The intricate relationship between occupational stress, job satisfaction, and life satisfaction among nurses warrants further attention. The significant indirect effect of occupational stress on life satisfaction, mediated by job satisfaction, underscores the crucial role of job satisfaction in buffering the negative impact of occupational stress on nurses' well-being. Potential mechanisms underlying this mediating effect include fostering a sense of belonging and support within the workplace, influencing how nurses perceive and interpret stressors, and promoting a healthy work-life balance. Understanding these mechanisms is critical for developing effective interventions that promote nurse well-being and, consequently, enhance healthcare delivery. By addressing these critical areas, healthcare institutions and policymakers can foster a supportive work environment that promotes nurse well-being, leading to improved patient outcomes and a more resilient healthcare system.

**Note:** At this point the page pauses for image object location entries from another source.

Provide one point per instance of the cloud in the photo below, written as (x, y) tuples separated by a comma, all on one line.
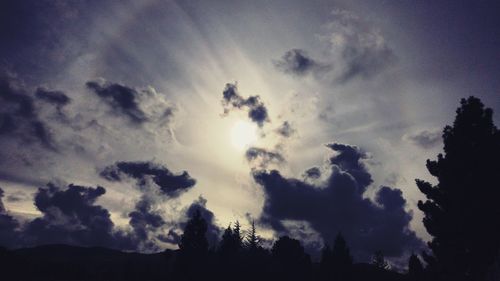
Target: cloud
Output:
[(70, 216), (231, 99), (8, 226), (139, 106), (361, 47), (17, 196), (356, 47), (57, 98), (19, 117), (297, 62), (425, 139), (144, 219), (169, 183), (262, 158), (312, 173), (338, 204), (286, 130), (213, 231)]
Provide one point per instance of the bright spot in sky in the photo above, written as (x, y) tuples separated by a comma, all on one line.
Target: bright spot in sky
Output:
[(243, 134)]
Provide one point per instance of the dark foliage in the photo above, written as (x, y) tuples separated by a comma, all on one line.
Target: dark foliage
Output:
[(462, 211)]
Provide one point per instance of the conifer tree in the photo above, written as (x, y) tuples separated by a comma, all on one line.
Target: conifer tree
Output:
[(462, 211)]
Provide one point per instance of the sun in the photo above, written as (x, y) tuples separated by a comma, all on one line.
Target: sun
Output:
[(243, 134)]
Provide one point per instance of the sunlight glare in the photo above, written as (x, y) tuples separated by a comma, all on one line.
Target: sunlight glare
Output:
[(243, 134)]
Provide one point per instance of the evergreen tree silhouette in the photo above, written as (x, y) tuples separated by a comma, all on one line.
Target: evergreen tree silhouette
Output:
[(379, 261), (193, 250), (228, 245), (252, 240), (326, 263), (341, 259), (415, 268), (462, 211), (290, 259)]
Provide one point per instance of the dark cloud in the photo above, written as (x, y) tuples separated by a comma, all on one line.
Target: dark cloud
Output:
[(297, 62), (70, 216), (19, 117), (17, 196), (145, 220), (8, 226), (231, 99), (286, 130), (339, 205), (213, 231), (361, 46), (56, 98), (170, 184), (120, 98), (312, 173), (261, 157), (425, 139), (138, 105)]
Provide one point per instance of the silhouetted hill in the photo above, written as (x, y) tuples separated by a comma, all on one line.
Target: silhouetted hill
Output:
[(63, 262)]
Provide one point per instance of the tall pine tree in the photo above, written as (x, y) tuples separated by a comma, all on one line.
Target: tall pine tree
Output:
[(462, 212)]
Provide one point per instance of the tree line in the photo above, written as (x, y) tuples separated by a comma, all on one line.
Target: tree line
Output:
[(461, 213)]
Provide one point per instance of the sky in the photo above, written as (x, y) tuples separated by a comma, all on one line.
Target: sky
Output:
[(119, 119)]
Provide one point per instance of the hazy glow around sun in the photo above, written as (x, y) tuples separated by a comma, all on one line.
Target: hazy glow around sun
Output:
[(243, 134)]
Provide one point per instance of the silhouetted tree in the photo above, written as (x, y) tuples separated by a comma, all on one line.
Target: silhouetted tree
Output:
[(252, 240), (290, 259), (326, 263), (238, 237), (415, 268), (379, 261), (193, 249), (227, 245), (341, 258), (462, 211)]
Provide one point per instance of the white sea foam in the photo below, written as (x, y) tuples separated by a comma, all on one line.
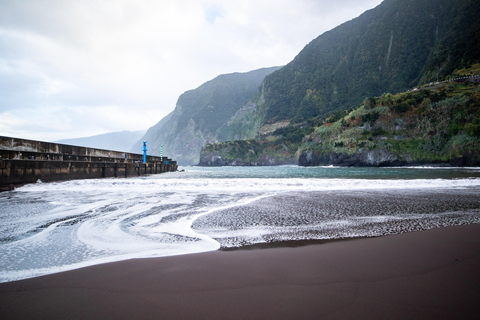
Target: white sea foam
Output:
[(52, 227)]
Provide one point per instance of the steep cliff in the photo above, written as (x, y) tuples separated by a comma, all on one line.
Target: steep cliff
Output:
[(200, 114)]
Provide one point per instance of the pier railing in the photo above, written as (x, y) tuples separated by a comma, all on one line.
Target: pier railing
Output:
[(25, 161)]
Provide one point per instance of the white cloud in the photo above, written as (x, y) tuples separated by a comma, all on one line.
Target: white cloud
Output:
[(72, 68)]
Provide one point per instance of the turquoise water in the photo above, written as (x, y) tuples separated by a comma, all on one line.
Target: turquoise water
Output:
[(330, 172), (52, 227)]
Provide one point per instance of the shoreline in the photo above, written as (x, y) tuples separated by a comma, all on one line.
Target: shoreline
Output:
[(424, 274)]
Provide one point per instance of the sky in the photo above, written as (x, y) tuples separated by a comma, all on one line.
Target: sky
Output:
[(77, 68)]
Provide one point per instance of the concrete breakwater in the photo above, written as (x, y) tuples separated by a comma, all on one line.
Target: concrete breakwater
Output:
[(26, 161)]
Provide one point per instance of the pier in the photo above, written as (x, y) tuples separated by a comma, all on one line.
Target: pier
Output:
[(25, 161)]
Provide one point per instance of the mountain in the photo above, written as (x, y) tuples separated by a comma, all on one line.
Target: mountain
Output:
[(437, 124), (394, 47), (117, 141), (200, 113)]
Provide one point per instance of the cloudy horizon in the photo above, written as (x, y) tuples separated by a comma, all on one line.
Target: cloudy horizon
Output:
[(71, 69)]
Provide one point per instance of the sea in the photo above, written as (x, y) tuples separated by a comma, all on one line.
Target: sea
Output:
[(52, 227)]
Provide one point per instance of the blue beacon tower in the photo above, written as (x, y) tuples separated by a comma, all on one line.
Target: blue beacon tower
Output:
[(144, 151)]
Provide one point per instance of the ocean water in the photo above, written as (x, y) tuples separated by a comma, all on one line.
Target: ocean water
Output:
[(52, 227)]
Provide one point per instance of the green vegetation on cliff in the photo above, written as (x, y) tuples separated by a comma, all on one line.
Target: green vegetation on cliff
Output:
[(434, 124), (394, 47)]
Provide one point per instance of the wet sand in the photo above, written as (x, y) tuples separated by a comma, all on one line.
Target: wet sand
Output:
[(433, 274)]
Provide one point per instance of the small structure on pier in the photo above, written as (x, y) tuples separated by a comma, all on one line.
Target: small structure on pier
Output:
[(25, 161)]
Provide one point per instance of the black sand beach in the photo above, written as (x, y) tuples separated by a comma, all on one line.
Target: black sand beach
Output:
[(433, 274)]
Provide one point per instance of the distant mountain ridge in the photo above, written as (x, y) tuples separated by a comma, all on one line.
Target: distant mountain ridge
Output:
[(200, 113), (392, 48), (116, 141)]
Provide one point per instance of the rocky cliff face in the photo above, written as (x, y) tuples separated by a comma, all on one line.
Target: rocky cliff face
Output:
[(201, 116)]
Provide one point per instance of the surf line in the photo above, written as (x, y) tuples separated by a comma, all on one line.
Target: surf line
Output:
[(215, 245)]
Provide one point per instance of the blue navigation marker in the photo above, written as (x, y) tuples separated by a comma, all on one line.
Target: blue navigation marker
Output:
[(144, 151)]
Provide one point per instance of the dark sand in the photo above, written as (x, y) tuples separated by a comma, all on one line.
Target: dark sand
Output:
[(432, 274)]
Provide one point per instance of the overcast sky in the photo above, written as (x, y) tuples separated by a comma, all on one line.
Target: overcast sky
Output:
[(76, 68)]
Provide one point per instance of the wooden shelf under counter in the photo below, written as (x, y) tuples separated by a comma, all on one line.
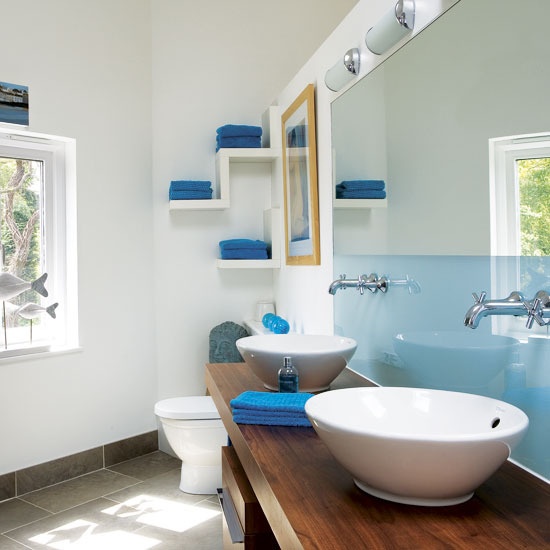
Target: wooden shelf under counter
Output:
[(311, 502)]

The interpretation of the study findings necessitates acknowledging potential limitations that may have influenced the results. The study employed a sample of nurses from hospitals and healthcare centers within Ahvaz, Iran. Cultural, organizational, and healthcare system variations could potentially impact the observed relationships in different settings. The generalizability of the study findings to other populations and settings should be considered with caution. Additionally, data collection solely relied on self-report questionnaires, introducing potential biases associated with self-reported measures.
5.1. Conclusions
This study investigated the complex interplay between occupational stress, job satisfaction, and life satisfaction among nurses. Key findings revealed a strong negative association between occupational stress and job satisfaction, and a positive relationship between job satisfaction and life satisfaction. Importantly, job satisfaction was found to mediate the impact of occupational stress on life satisfaction, suggesting that improving job satisfaction is crucial for enhancing nurses' well-being. These findings underscore the need for healthcare institutions to prioritize creating supportive work environments that promote job satisfaction among nurses. By addressing factors contributing to occupational stress, such as workload management, staffing levels, and supervisory support, institutions can not only improve nurses' well-being but also indirectly enhance patient outcomes and contribute to a more resilient healthcare system.